//! URI and IRI resolvers.
//!
//! # IRI resolution can fail without WHATWG URL Standard serialization
//!
//! ## Pure RFC 3986 algorithm
//!
//! Though this is not explicitly stated in RFC 3986, IRI resolution can fail.
//! Below are examples:
//!
//! * base=`scheme:`, ref=`.///bar`.
//! + Resulting IRI should have scheme `scheme` and path `//bar`, but does not have authority.
//! * base=`scheme:foo`, ref=`.///bar`.
//! + Resulting IRI should have scheme `scheme` and path `//bar`, but does not have authority.
//! * base=`scheme:`, ref=`/..//baz`.
//! + Resulting IRI should have scheme `scheme` and path `//bar`, but does not have authority.
//! * base=`scheme:foo/bar`, ref=`..//baz`.
//! + Resulting IRI should have scheme `scheme` and path `//bar`, but does not have authority.
//!
//! IRI without authority (note that this is different from "with empty authority")

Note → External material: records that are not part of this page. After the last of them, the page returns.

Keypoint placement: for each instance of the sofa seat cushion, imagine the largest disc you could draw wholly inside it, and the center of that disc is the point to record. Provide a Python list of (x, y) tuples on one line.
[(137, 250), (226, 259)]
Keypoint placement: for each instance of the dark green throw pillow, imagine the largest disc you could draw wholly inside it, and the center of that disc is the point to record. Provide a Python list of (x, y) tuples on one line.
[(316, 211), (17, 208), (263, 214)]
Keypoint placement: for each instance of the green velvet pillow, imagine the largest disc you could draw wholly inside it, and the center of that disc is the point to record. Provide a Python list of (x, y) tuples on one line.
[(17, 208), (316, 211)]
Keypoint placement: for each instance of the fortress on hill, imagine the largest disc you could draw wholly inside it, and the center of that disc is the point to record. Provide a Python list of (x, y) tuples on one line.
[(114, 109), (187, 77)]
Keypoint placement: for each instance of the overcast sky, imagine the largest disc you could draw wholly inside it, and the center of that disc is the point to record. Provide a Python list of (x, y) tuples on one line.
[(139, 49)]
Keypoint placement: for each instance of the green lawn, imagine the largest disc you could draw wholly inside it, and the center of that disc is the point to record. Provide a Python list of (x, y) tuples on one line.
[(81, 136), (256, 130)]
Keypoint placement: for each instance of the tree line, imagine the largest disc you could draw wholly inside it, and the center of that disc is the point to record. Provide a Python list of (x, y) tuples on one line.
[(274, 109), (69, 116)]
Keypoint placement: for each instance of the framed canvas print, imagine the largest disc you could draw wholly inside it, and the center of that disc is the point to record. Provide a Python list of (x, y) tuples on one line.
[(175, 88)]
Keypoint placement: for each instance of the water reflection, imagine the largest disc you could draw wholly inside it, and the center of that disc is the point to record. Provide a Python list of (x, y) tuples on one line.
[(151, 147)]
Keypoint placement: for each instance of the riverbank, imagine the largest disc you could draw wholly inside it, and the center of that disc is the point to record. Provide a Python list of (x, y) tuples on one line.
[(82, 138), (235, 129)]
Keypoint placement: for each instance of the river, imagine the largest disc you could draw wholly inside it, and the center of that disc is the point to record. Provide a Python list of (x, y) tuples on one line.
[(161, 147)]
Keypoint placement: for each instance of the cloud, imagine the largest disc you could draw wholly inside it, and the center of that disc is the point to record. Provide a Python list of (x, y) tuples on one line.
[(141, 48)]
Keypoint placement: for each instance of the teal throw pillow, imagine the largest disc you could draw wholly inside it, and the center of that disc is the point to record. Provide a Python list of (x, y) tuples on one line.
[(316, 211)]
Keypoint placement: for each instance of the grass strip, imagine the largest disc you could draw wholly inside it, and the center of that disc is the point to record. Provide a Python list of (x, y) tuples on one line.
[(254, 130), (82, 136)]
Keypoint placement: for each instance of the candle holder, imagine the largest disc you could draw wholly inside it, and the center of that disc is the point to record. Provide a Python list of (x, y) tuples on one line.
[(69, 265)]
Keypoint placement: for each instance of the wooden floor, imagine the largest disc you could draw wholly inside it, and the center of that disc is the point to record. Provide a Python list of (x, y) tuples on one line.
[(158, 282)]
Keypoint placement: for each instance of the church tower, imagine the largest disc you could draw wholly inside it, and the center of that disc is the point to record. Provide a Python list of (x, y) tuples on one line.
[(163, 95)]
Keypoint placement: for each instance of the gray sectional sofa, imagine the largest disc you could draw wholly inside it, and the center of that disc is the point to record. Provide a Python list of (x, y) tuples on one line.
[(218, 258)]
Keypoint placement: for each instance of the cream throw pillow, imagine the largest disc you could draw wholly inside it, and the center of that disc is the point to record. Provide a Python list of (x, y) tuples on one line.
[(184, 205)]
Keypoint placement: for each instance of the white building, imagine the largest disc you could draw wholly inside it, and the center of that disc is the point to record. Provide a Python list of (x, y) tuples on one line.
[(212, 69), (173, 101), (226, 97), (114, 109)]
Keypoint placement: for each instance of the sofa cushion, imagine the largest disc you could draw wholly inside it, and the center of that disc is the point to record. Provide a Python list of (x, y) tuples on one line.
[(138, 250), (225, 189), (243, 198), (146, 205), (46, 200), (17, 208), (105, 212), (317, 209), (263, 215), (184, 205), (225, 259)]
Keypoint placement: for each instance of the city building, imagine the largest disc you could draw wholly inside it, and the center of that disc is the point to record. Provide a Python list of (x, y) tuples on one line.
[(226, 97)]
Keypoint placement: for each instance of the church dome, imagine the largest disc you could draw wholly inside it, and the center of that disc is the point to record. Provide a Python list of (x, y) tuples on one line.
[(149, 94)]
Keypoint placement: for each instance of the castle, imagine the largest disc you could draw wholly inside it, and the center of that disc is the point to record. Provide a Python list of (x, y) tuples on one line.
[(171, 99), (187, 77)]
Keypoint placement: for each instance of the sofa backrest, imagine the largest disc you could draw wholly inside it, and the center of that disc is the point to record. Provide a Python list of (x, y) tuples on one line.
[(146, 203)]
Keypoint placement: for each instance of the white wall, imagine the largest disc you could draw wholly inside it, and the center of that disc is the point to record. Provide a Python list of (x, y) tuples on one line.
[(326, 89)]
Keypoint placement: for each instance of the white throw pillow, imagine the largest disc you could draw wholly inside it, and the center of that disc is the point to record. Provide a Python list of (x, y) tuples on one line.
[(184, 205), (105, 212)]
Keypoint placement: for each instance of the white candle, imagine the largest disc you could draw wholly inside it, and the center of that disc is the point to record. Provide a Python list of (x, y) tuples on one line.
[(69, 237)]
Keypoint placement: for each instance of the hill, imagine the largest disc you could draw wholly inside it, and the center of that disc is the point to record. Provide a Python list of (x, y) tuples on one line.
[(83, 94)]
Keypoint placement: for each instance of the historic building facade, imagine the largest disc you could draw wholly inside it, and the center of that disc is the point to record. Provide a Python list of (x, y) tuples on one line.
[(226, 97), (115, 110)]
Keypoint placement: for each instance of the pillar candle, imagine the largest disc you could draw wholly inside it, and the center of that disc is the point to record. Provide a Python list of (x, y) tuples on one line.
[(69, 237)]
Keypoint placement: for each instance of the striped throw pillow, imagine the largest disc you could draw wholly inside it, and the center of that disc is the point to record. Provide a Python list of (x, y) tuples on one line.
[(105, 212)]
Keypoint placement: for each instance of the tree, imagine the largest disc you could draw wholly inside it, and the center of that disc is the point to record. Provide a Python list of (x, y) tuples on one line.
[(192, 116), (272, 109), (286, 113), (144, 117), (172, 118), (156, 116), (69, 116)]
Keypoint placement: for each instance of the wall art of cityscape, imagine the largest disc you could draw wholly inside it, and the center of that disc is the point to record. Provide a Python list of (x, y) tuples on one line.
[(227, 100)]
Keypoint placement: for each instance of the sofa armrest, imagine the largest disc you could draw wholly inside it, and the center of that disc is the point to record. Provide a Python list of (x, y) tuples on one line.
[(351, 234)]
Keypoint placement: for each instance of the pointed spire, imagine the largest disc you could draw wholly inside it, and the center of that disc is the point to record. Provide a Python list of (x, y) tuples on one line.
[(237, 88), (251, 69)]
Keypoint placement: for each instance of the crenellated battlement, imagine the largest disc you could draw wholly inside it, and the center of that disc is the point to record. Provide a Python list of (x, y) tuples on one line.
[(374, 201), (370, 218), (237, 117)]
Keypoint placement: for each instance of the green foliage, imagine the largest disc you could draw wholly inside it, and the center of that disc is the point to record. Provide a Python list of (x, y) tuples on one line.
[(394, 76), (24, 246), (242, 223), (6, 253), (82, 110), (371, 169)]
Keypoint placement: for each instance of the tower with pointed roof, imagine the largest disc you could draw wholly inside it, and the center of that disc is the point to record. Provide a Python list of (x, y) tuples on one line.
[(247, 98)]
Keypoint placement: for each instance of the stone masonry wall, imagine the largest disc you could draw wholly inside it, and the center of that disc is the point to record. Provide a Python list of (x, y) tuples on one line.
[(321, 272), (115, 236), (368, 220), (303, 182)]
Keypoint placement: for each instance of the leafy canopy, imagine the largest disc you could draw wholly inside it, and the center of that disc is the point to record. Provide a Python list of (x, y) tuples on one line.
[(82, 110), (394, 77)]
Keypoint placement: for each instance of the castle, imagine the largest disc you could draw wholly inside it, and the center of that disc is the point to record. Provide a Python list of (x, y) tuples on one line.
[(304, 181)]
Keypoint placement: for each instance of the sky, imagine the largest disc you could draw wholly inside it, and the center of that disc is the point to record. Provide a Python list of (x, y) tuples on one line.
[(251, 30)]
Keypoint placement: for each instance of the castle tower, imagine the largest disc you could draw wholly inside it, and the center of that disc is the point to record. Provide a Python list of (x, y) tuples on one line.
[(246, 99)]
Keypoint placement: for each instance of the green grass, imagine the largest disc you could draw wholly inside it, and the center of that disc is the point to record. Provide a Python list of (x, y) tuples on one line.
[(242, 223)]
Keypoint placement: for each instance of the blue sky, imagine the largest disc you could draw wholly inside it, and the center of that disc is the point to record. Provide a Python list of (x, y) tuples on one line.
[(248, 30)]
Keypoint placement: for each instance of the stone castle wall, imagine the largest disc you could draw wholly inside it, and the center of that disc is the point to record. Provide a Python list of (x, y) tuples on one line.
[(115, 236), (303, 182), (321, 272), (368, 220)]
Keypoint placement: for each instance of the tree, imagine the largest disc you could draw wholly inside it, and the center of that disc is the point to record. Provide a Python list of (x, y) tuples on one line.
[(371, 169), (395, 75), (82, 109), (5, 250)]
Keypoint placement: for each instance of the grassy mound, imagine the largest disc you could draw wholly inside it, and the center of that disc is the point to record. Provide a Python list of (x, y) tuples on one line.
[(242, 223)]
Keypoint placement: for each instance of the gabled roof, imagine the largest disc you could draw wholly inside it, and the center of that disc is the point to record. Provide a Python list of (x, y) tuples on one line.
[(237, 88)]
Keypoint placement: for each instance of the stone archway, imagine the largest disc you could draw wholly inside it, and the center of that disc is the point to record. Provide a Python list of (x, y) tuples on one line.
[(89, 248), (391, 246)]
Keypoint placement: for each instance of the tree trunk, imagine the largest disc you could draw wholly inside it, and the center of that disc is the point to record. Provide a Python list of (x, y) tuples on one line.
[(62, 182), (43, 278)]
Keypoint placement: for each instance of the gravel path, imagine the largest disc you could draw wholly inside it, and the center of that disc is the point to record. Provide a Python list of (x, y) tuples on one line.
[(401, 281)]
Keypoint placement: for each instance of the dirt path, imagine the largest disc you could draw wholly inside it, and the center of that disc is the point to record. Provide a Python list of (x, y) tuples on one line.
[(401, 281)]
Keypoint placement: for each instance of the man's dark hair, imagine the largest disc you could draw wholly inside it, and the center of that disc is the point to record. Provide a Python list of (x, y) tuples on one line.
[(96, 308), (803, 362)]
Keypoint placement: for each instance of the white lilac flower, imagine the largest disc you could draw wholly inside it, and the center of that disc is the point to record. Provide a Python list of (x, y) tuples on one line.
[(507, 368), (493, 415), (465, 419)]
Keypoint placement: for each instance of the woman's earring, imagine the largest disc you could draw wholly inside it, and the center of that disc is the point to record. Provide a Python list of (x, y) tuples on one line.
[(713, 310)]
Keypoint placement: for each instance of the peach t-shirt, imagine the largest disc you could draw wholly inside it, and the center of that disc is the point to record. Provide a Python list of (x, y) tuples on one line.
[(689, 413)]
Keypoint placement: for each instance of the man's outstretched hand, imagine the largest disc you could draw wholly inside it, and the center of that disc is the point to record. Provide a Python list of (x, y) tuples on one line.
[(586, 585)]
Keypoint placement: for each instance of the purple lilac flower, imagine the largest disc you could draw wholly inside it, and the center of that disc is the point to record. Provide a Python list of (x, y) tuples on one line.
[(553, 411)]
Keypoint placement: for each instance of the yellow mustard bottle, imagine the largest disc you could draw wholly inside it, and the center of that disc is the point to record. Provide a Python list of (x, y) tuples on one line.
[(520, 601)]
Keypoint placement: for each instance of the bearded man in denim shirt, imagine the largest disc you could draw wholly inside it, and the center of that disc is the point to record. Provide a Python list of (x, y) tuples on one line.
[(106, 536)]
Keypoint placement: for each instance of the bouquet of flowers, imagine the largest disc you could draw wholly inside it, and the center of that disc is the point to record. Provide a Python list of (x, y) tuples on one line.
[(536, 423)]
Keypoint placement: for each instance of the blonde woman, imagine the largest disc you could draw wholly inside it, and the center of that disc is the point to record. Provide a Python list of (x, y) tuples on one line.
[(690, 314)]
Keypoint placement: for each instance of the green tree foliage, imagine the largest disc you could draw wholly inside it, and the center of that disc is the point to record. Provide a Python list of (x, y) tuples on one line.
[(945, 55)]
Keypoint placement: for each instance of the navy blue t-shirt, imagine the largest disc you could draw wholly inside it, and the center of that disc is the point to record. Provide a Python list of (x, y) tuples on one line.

//! cannot have a path starting with `//`, since it is ambiguous and can be
//! interpreted as an IRI with authority. For the above examples, `scheme://bar`
//! is not valid output, as `bar` in `scheme://bar` will be interpreted as an
//! authority, not a path.
//!
//! Thus, IRI resolution by pure RFC 3986 algorithm can fail for some abnormal
//! cases.
//!
//! Note that this kind of failure can happen only when the base IRI has no
//! authority and empty path. This would be rare in the wild, since many people
//! would use an IRI with authority part, such as `http://`.
//!
//! If you are handling `scheme://`-style URIs and IRIs, don't worry about the
//! failure. Currently no cases are known to fail when at least one of the base
//! IRI or the relative IRI contains authorities.
//!
//! If you want this kind of abnormal IRI resolution to succeed and to be
//! idempotent, check the resolution result using
//! [`Normalized::ensure_rfc3986_normalizable`] (see the section below).
//!
//! ## WHATWG serialization
//!
//! To handle IRI resolution failure, WHATWG URL Standard defines serialization
//! algorithm for this kind of result, and it makes IRI resolution (and even
//! normalization) infallible and idempotent.
//!
//! IRI resolution and normalization provided by this crate automatically
//! applies this special rule if necessary, so they are infallible. If you want
//! to detect resolution/normalization failure, use
//! [`Normalized::ensure_rfc3986_normalizable`] method.
//!
//! ## Examples
//!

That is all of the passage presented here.